Alguien podría decir, y no le faltaría razón, que no hay que pedirle peras al olmo, en el entendido de que la cacareada “marca Guadalajara” no está concebida para resolver los problemas del municipio tapatío ni los de Zapopan, Tlaquepaque, Tonalá ni demás municipalidades aledañas, sino como una iniciativa para “posicionar” a la segunda área metropolitana más poblada de México, mediante una campaña publicitaria que puede ser más o menos exitosa y que, para fines prácticos, estará orientada sobre todo a la atracción turística y a la promoción económica. Y que con ese fin es válido echar mano de la construcción mítica de la ciudad y la región, así haya sido creada por el folclor (“Jalisco nunca pierde y cuando pierde arrebata”), la canción popular (“¡Ay, Jalisco, Jalisco, Jalisco,/ tú tienes tu novia que es Guadalajara”), el cine (Guadalajara, pues; Guadalajara en verano; Así se quiere en Jalisco; Jalisco canta en Sevilla…), o abiertamente por la publicidad y la propaganda oficiales (“Jalisco es México”).

Sin embargo, a la larga no habría que hacerse demasiadas ilusiones y esperar copiosos dividendos –y menos de manera permanente –como consecuencia de la “marca Guadalajara”, si antes no se vuelven reales los “atributos” ofrecidos y si no se mejoran sustancialmente las condiciones de seguridad, transporte, aseo público y demás servicios ídem de los ¡9 municipios 9!, de la nueva ZMG. Y ello por una razón muy simple: porque sin buena catadura no puede haber buena “marca”, por más persuasiva que ésta sea en el papel.

En cuanto a las presuntas señas de identidad de la tapatiez, que tendría que ser difundida urbi et orbi por la “marca Guadalajara”, no dejan de ser significativos el fácil entusiasmo y sobre todo las descarriadas preferencias de algunos columnistas de la comarca. Ninguno de esos norteados editorialistas habla de las Chivas ni del birote (con b grande, por favor) ni del Huapango de Moncayo ni de las tortas ahogadas ni de los sones jaliscienses ni del tejuino, sino del doméstico “Festival Internacional de Cine”, organizado por la UdeG, no obstante que no figura entre los 50 certámenes más relevantes de su tipo en el orbe; del “Centro Cultural en Zapopan”, que ni siquiera existe fuera de la imaginación de conocido exrector udegeísta (¿eres tú, Raúl); de “la birria”, que no es un platillo originario de Guadalajara; de “la danza de Isaac Hernández y las películas de Guillermo del Toro”, que en cuestión de identidad son tan tapatías como las hamburguesas.

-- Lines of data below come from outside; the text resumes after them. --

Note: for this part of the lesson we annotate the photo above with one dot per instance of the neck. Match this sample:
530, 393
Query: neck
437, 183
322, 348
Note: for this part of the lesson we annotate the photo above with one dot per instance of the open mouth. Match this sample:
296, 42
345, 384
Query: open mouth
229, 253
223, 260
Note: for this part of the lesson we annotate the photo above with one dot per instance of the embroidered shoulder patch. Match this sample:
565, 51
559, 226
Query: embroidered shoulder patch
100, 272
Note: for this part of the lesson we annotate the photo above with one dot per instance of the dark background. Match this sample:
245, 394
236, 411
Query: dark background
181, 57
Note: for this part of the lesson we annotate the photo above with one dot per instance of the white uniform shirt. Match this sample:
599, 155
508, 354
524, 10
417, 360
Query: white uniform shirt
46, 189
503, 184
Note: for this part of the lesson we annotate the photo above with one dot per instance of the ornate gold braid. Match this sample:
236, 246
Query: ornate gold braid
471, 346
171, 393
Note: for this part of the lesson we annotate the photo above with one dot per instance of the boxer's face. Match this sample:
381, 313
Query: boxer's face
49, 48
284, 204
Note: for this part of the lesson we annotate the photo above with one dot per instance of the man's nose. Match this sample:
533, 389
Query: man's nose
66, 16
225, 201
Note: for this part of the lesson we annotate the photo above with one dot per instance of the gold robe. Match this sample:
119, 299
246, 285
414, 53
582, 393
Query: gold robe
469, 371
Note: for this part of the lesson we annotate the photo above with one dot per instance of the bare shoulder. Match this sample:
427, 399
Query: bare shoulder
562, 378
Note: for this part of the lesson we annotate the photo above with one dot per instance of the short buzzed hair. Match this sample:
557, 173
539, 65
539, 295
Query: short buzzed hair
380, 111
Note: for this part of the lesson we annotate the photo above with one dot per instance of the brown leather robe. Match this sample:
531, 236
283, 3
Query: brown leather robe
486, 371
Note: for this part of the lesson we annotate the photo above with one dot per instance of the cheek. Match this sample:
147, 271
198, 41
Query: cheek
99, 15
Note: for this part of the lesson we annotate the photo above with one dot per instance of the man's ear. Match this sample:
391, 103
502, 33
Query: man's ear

Ya sea en serio o en burlas veras, la Guadalajara de Acá…mbaro, Jalisco, no puede ser cabalmente una “marca” y menos registrada, porque da la casualidad que existe otra ciudad con el mismo nombre, la cual es mucho más antigua: la Guadalajara de Castilla, en España. Y como dicen los abogados: quien es primero en tiempo es primero en derecho. Algo semejante le sucedió a Jorge Vergara (alguien que es signo de identidad, guste o no, del nuevo empresariado tapatío) cuando quiso registrar al equipo de futbol Guadalajara y topó con piedra cuando instituciones de arbitraje internacional que regulan y salvaguardan lo relativo a derechos de autor, propiedad intelectual y ajos por el estilo, le dijeron que su petición era improcedente porque ya existía una añeja y conocida destilería escocesa que había registrado a su bebestible con el nombre de Chivas, aun cuando lo apellidara Regal.

Así que, por lo pronto, a lo máximo que podría aspirar la “marca Guadalajara” es a ser una marca semirregistrada y región 4.